Consumer Electronics Show: Sonos and Rdio make music together
Sonos, the Santa Barbara-based manufacturer of whole-home music systems, announced at the Consumer Electronics Show its plan to enable yet another subscription-music service to play through its devices: Rdio, a music-on-demand service that uses social tools to help customers discover songs and artists.
When it becomes available on Sonos in early 2011, Rdio wlil bring a new element to the devices: the ability to follow the musical choices of the tastemakers you choose. Yet it fits into the existing Sonos mission of enabling customers to fill their homes with music from the broadest possible library.
The hurdle for Rdio is persuading people to pay a monthly fee for music they can't keep. The basic version of the service, which is available only on computers, is $5 a month. The version for mobile phones and Sonos costs $10.
But Sonos CEO John MacFarlane said his customers didn't seem to have a problem with the subcription model. Two-thirds of Sonos owners subscribe to at least one music service, and they use it a lot, MacFarlane said, adding, "Their local collections go away."
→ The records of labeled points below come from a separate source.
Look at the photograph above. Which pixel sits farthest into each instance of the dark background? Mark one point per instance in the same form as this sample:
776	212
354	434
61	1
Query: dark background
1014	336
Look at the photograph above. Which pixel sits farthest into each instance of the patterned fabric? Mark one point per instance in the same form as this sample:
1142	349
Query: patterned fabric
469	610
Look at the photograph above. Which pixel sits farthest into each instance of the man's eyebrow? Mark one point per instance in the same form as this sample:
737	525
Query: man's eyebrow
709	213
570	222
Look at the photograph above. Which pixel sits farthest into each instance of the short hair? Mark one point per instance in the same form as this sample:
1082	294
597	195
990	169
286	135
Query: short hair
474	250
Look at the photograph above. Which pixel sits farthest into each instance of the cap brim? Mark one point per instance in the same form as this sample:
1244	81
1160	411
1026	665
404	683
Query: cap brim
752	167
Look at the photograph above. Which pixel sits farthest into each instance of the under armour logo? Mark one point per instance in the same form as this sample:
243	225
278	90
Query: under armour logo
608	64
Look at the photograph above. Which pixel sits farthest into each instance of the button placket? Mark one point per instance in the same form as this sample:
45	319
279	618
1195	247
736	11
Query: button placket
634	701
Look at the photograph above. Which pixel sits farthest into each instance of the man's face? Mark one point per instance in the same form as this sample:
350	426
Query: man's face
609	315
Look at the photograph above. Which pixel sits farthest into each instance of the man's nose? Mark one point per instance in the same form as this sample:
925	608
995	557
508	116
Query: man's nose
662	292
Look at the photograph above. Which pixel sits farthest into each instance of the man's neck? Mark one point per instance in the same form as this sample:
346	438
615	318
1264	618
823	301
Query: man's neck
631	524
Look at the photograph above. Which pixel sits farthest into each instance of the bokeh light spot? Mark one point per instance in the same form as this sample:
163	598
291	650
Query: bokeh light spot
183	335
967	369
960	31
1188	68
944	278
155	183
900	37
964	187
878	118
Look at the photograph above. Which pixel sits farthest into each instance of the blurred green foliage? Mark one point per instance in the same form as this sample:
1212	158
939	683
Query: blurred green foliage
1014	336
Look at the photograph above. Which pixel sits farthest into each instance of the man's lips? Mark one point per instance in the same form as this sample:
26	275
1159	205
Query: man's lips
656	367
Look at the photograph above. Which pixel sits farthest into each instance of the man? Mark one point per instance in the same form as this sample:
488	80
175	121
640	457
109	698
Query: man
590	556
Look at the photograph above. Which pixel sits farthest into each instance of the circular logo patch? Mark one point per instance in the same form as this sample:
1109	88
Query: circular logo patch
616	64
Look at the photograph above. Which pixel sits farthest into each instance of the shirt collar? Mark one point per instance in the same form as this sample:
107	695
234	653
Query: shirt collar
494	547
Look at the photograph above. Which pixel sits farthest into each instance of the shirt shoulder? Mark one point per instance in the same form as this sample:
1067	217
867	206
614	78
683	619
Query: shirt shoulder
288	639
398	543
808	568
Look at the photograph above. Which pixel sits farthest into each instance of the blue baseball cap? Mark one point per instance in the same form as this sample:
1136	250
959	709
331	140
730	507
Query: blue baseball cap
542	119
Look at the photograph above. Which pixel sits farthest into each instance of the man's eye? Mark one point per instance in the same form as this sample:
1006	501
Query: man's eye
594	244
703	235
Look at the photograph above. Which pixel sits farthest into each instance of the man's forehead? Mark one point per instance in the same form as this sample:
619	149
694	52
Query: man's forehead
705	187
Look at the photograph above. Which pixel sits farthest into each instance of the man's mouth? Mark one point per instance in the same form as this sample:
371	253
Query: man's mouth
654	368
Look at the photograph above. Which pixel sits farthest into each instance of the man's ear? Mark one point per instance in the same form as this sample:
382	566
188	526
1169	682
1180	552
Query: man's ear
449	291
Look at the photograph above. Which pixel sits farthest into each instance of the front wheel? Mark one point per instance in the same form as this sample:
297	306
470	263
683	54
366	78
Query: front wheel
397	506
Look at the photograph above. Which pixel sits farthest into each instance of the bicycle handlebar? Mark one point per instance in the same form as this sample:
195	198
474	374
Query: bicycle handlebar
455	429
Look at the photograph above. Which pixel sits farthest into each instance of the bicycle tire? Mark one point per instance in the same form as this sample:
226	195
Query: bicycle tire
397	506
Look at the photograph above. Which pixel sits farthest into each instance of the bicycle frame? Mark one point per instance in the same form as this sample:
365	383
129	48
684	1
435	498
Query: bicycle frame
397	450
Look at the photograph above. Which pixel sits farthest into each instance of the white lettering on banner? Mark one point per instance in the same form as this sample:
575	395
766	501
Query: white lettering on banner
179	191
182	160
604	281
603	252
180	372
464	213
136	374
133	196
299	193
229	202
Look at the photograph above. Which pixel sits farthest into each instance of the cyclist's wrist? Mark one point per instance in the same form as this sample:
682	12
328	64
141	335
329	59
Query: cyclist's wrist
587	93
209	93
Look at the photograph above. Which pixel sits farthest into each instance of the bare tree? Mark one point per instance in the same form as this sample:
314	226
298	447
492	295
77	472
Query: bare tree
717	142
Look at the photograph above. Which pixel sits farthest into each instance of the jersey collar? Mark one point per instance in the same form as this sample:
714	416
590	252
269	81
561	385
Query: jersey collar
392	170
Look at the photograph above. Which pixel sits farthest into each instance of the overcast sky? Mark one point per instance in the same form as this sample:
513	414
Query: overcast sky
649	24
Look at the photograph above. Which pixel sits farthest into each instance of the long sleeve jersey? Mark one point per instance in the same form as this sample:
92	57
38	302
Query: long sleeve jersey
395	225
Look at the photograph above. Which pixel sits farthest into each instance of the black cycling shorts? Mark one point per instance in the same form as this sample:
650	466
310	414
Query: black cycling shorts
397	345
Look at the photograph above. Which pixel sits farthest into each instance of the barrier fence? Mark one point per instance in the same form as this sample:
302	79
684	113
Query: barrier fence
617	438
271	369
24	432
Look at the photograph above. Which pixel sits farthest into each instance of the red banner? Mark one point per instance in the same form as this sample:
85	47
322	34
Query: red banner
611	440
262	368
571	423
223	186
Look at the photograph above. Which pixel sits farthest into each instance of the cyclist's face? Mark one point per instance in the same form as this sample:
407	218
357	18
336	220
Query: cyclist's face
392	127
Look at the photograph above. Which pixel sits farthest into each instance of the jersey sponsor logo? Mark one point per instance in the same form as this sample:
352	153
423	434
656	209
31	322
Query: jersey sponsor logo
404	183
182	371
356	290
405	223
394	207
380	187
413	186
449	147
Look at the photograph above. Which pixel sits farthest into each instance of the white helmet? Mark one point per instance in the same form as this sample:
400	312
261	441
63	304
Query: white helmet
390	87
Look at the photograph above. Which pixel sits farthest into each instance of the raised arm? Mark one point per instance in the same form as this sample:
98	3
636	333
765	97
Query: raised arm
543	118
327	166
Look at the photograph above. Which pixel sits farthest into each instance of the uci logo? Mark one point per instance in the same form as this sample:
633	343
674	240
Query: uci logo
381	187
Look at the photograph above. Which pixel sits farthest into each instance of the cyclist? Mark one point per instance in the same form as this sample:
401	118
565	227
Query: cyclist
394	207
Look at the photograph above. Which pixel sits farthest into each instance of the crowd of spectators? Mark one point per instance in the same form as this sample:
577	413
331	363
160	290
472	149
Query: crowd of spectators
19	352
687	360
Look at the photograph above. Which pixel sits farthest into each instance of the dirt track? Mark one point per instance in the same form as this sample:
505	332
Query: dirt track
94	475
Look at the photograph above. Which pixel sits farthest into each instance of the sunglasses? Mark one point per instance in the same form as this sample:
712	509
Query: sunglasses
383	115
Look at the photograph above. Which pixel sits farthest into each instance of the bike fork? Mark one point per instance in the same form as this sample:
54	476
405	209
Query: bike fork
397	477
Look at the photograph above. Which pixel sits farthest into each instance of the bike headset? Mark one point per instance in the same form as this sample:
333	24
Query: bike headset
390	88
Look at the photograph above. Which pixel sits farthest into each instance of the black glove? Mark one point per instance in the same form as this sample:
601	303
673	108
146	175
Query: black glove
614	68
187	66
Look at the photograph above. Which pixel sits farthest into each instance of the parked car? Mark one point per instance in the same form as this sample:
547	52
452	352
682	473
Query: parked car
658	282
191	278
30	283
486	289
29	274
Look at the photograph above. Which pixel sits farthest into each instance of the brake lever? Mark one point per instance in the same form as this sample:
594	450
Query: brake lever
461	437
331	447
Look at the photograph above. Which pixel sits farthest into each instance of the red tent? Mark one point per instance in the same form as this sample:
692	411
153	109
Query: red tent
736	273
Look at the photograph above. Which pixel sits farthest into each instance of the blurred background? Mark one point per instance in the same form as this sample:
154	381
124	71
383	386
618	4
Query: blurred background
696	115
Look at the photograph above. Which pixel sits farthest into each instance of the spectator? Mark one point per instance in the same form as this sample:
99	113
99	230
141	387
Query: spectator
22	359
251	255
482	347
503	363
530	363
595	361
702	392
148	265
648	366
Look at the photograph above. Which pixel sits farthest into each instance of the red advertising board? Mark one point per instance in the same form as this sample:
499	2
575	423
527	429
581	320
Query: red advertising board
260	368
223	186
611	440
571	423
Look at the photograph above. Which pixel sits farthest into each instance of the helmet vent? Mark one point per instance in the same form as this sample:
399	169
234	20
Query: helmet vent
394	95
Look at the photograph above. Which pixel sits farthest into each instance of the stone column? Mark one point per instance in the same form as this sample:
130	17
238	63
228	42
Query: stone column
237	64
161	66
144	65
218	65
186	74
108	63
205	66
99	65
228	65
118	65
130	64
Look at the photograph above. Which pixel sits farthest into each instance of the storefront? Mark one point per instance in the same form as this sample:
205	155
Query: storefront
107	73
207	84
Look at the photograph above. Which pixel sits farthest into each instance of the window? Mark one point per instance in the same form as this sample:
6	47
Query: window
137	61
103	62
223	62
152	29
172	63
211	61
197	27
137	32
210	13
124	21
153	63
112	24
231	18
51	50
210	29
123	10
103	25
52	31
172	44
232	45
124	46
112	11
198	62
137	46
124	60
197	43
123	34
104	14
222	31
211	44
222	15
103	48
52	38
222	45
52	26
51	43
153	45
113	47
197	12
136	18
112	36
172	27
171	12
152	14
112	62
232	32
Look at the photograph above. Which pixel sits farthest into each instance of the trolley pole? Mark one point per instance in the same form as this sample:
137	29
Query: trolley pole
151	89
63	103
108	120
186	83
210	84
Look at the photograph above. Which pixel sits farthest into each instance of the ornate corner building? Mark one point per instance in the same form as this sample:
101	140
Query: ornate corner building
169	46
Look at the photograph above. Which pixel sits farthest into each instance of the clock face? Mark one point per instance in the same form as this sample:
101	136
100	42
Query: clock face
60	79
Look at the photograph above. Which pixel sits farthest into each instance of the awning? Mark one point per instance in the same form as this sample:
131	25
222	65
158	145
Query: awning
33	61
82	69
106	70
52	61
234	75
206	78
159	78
The company's devices aren't cheap; its entry-level player has a suggested retail price of just under $500, and that doesn't include the cost of the iPhone or iPod Touch used to operate it. (The Sonos players don't have screens; they rely on a smart remote control to help users navigate through the huge amount of music available.) So it's not too surprising that Sonos users wouldn't balk at the idea of paying $10 or more a month for a music service.
MacFarlane, though, believes subscription services can appeal to the masses. The services themselves are improving, the major record companies have become more flexible about business models, and there's rich content available online. They also enable subscribers to play whatever they want without worrying about having to pay per track -- not unlike the original Napster, except with a monthly fee.
He wouldn't get into specifics about Sonos' next products, saying simply that the company planned to enable more sources of content (one likely candidate is MOG, a music subscription service that blends a vast on-demand catalog with Pandora-like personalized radio functions) and more ways to interface with the devices -- for example, by creating a Sonos app for Android phones and tablets.